A customizable Android and iOS/iPadOS WhatsApp database parser that will give you the history of your WhatsApp conversations in HTML and JSON. Android Backup Crypt12, Crypt14, Crypt15, and new schema supported.
https://wts.knugi.dev/
MIT License
521 stars 76 forks source link

Move/Convert media to "usual" structure #31

Closed Fvegini closed 1 year ago

Fvegini commented 1 year ago

There's some tool or script that may move or convert all the media to a normal single-folder structure?

I would like to backup my whatsapp media mainly for the images/videos of my family, but the current mixed files inside "random" folders are horrible to do this. Since all the filenames are hashed and don't seems to have any metadata related to the date the media was sent, I can't see an easy way to achieve this.

If there's nothing already created to achieve this, I think will try to create some script to read the HTML or JSON, then search for the media tags, then copy to a custom folder and rename with the "date_sent" or something like this!

KnugiHK commented 1 year ago

I assume you are talking about the backup of iOS. Correct me if not. Apple renames the files to the hash of the path intentionally. Possibly to force their users to stay in their ecosystem.

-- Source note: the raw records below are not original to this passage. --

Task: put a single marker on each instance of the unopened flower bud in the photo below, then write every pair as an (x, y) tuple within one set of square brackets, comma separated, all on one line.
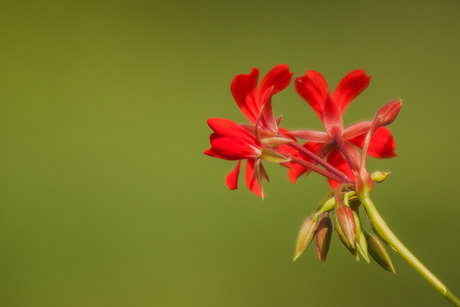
[(361, 244), (346, 219), (306, 234), (378, 253), (323, 237), (388, 113), (344, 240), (379, 177)]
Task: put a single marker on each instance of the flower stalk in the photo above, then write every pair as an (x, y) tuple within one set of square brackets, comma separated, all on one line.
[(384, 231)]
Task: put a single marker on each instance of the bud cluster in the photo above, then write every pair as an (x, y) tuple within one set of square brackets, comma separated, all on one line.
[(342, 211)]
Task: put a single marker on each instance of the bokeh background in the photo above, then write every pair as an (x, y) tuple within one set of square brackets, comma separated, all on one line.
[(107, 200)]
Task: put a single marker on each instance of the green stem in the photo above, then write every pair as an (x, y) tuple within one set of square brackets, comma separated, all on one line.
[(389, 236)]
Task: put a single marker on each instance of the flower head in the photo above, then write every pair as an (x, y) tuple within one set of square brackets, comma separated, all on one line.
[(257, 141), (337, 142)]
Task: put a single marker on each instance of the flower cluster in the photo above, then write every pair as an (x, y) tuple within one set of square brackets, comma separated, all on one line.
[(332, 153)]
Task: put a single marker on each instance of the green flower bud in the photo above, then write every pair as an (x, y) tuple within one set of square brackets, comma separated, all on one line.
[(378, 253), (344, 240), (306, 234), (323, 237)]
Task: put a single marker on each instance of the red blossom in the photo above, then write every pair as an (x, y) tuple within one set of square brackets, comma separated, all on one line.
[(314, 89), (231, 141)]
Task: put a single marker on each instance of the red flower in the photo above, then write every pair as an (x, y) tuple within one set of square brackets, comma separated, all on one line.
[(314, 89), (231, 141), (251, 99)]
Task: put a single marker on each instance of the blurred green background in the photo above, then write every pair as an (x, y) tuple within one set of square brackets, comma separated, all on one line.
[(107, 200)]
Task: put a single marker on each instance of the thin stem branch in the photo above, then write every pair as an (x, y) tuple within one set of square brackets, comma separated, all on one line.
[(321, 162), (319, 170), (344, 151), (389, 236)]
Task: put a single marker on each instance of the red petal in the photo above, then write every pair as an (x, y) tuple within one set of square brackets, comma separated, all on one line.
[(313, 88), (234, 148), (335, 159), (298, 170), (356, 129), (332, 118), (251, 181), (382, 144), (232, 178), (277, 79), (350, 87), (244, 90), (311, 135), (227, 128)]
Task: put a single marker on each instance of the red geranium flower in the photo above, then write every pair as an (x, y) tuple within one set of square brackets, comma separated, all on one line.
[(231, 141), (314, 89)]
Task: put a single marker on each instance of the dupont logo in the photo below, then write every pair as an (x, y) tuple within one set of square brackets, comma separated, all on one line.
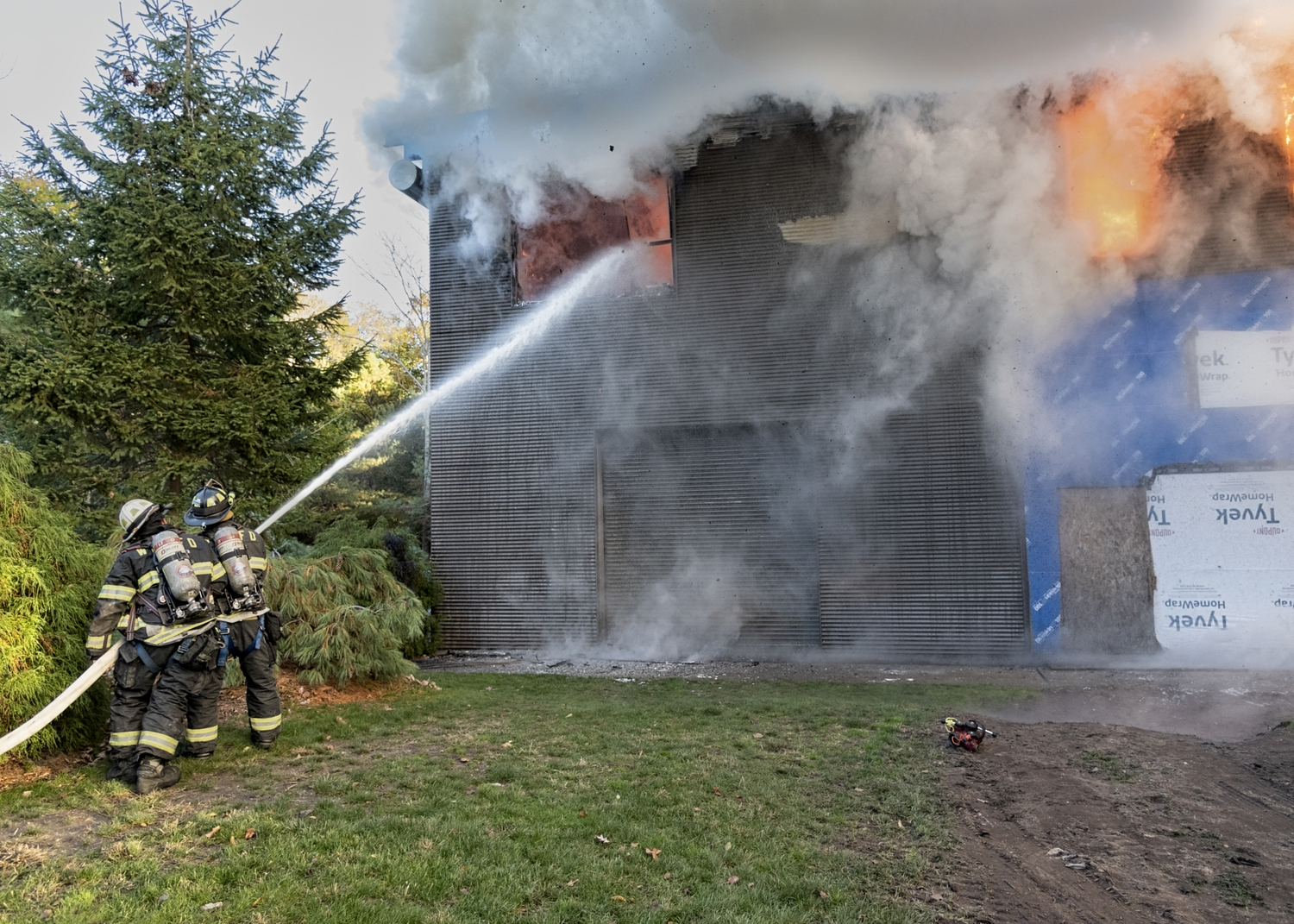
[(1042, 600), (1200, 621), (1237, 514)]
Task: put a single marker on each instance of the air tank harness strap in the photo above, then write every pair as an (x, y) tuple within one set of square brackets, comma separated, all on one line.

AFAIK there is nothing to archive that.

Fvegini commented 1 year ago

Exactly, it is in the iOS and the crazy hash folder!

I created a very simple script that worked like a charm to me!

The code is really, really ugly... but it works and is simple to understand and execute!

If someone want to do something similar it is here:


import json
import pytz
from datetime import datetime, timedelta
from pathlib import Path
import shutil
import os
from slugify import slugify

custom_timezone = pytz.timezone('America/Sao_Paulo')

with open("result.json", "r") as f:
    data = json.load(f)

slugified_name = None
folder_path = None
put_data_in_front_of_contact_name = False

try:
    for _, contact in data.items():
        if put_data_in_front_of_contact_name and slugified_name and os.path.exists(folder_path):
            main_path = Path(folder_path)
            new_folder_path = Path(os.listdir(folder_path)[-1]).stem + "_" + main_path.stem
            new_main_path = Path(os.path.join(main_path.parents[0], new_folder_path))
            os.rename(main_path, new_main_path)
        name = contact.get("name")
        if not name:
            slugified_name = "sem_nome"
        else:
            slugified_name = slugify(name)
        for _, item in contact.get("messages").items():
            if item.get("media"):
                try:
                    media_time = datetime.fromtimestamp(item.get("timestamp")).astimezone(custom_timezone) - timedelta(hours=2)
                    original_path = Path(os.path.join("result", item.get("data")))

                    if original_path.suffix in ([".vcf"]):
                        continue
                    new_filename = media_time.strftime("%Y_%m_%d-%H_%M_%S") + original_path.suffix
                    final_path = os.path.join("new", slugified_name, new_filename)
                    if os.path.exists(final_path):
                        continue
                    folder_path = os.path.dirname(final_path)
                    os.makedirs(folder_path, exist_ok=True)
                    shutil.copyfile(original_path, final_path)
                except Exception as ex:
                    print("error")
except Exception as ex:
    print("error")
Fvegini commented 1 year ago

It basically will copy all the files of all the contacts to a new structure using the contact name and the time that the media was sent, creating a structure like this:

new/Contact1/2023_02_01-11_10_10.jpg new/Contact1/2023_02_02-16_15_20.jpg new/Contact1/2023_02_03-17_10_10.jpg

I also added a flag to rename the contact folder with the date of the last media sent, this way you can sort and maybe just delete all the very old ones. (It just use the last media data, not the last message data)

KnugiHK commented 1 year ago

Glad to see the initiative for producing JSON actually helps someone!